To remove a PATH from a PATH environment variable, you need to edit ~/.bashrc or ~/.bash_profile or /etc/profile or ~/.profile or /etc/bash.bashrc (distro specific) file and remove the assignment for that particular path.

Instead of finding the exact assignment, you could just do a replacement in the $PATH in its final stage.

The following will safely remove $path from $PATH:

path=~/bin
PATH="$(echo "$PATH" |sed -e "s#\\(^\\|:\\)$(echo "$path" |sed -e 's/[^^]/[&]/g' -e 's/\\^/\\\\^/g')\\(:\\|/\\{0,1\\}$\\)#\\1\\2#" -e 's#:\\+#:#g' -e 's#^:\\|:$##g')"

To make it permanent, you will need to add it at the end of your bash configuration file.

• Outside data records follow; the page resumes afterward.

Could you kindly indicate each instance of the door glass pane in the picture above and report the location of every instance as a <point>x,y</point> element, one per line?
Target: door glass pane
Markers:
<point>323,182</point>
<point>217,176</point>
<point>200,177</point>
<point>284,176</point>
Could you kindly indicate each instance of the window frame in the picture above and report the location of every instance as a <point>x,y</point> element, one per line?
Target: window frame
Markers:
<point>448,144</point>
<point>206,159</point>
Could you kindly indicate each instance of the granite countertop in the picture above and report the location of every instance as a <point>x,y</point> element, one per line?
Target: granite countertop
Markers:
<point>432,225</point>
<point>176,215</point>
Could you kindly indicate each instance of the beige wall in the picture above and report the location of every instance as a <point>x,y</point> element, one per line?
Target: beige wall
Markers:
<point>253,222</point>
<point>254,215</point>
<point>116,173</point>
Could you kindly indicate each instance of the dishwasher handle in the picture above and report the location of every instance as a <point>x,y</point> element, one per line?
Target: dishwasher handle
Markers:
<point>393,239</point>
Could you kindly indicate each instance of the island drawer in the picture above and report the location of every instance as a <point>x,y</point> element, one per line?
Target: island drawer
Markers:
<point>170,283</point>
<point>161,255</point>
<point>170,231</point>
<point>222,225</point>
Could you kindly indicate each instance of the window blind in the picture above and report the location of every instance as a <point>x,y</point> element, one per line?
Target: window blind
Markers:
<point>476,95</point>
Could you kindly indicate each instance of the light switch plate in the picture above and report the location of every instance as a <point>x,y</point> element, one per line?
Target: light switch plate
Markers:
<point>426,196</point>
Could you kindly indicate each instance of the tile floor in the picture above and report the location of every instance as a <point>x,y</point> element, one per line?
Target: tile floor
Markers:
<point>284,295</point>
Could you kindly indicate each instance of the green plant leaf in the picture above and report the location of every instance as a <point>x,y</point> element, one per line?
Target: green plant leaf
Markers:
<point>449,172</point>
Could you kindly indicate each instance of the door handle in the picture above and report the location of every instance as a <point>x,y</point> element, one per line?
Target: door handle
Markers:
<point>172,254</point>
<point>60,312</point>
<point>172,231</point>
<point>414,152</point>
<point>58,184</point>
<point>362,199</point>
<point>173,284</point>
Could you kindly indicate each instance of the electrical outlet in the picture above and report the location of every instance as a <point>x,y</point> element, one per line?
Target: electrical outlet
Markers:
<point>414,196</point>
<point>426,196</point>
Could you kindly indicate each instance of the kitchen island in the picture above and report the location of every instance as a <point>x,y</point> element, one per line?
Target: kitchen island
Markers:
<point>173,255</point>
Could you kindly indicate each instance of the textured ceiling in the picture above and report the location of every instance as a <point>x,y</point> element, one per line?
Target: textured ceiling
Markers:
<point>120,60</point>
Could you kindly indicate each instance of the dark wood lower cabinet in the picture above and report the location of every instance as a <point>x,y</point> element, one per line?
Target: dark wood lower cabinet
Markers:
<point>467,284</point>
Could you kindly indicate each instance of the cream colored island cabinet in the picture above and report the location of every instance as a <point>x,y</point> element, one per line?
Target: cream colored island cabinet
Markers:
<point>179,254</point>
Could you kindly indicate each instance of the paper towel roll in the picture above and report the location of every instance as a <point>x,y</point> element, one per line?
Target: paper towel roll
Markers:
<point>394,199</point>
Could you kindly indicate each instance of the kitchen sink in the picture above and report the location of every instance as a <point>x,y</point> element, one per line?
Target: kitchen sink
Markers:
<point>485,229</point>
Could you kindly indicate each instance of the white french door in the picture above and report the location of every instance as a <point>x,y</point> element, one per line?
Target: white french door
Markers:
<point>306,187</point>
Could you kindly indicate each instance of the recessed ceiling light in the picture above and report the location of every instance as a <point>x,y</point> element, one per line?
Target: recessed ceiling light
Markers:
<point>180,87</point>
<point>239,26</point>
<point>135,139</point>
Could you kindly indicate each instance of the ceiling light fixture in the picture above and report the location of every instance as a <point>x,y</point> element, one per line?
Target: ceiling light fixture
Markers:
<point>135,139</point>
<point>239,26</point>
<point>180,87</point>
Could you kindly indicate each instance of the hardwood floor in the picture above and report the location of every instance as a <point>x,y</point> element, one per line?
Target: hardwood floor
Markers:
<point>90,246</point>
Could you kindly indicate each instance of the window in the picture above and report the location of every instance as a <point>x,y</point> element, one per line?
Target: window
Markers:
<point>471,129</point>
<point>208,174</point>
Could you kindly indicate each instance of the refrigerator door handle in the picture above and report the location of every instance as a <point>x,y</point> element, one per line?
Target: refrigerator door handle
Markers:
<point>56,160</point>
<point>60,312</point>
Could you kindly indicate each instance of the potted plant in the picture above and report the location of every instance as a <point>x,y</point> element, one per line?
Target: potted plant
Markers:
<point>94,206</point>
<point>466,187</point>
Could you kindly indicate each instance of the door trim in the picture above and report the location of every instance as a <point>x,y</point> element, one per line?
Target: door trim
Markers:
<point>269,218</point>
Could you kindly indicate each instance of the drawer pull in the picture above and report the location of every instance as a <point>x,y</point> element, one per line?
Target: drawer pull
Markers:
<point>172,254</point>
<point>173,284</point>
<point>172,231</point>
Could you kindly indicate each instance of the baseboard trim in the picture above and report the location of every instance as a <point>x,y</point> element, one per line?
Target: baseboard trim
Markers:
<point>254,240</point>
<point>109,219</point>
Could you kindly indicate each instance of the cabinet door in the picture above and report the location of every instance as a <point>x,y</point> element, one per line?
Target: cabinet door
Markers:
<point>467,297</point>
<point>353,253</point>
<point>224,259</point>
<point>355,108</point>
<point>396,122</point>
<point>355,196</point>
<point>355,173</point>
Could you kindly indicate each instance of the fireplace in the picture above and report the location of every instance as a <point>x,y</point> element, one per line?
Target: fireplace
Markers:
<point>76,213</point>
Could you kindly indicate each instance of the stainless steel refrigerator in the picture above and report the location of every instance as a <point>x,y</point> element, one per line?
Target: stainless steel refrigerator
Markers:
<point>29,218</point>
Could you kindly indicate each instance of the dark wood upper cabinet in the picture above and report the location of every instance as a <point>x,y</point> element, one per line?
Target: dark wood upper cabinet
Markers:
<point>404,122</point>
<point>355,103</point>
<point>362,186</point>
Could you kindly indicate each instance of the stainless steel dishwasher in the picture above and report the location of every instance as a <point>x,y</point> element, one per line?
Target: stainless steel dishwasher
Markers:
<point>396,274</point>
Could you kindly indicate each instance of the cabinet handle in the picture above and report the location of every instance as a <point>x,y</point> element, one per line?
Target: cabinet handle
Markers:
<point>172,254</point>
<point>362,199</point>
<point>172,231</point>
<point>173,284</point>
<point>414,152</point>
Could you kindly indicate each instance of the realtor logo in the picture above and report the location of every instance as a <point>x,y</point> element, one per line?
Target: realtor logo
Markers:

You can do it in a functional way:

rpath(){
    for path in "$@";do
        PATH="$(echo "$PATH" |sed -e "s#\\(^\\|:\\)$(echo "$path" |sed -e 's/[^^]/[&]/g' -e 's/\\^/\\\\^/g')\\(:\\|/\\{0,1\\}$\\)#\\1\\2#" -e 's#:\\+#:#g' -e 's#^:\\|:$##g')"
    done
    echo "$PATH"
}

PATH="$(rpath ~/bin /usr/local/sbin /usr/local/bin)"
PATH="$(rpath /usr/games)"
# etc ...

This will make it easier to handle multiple paths.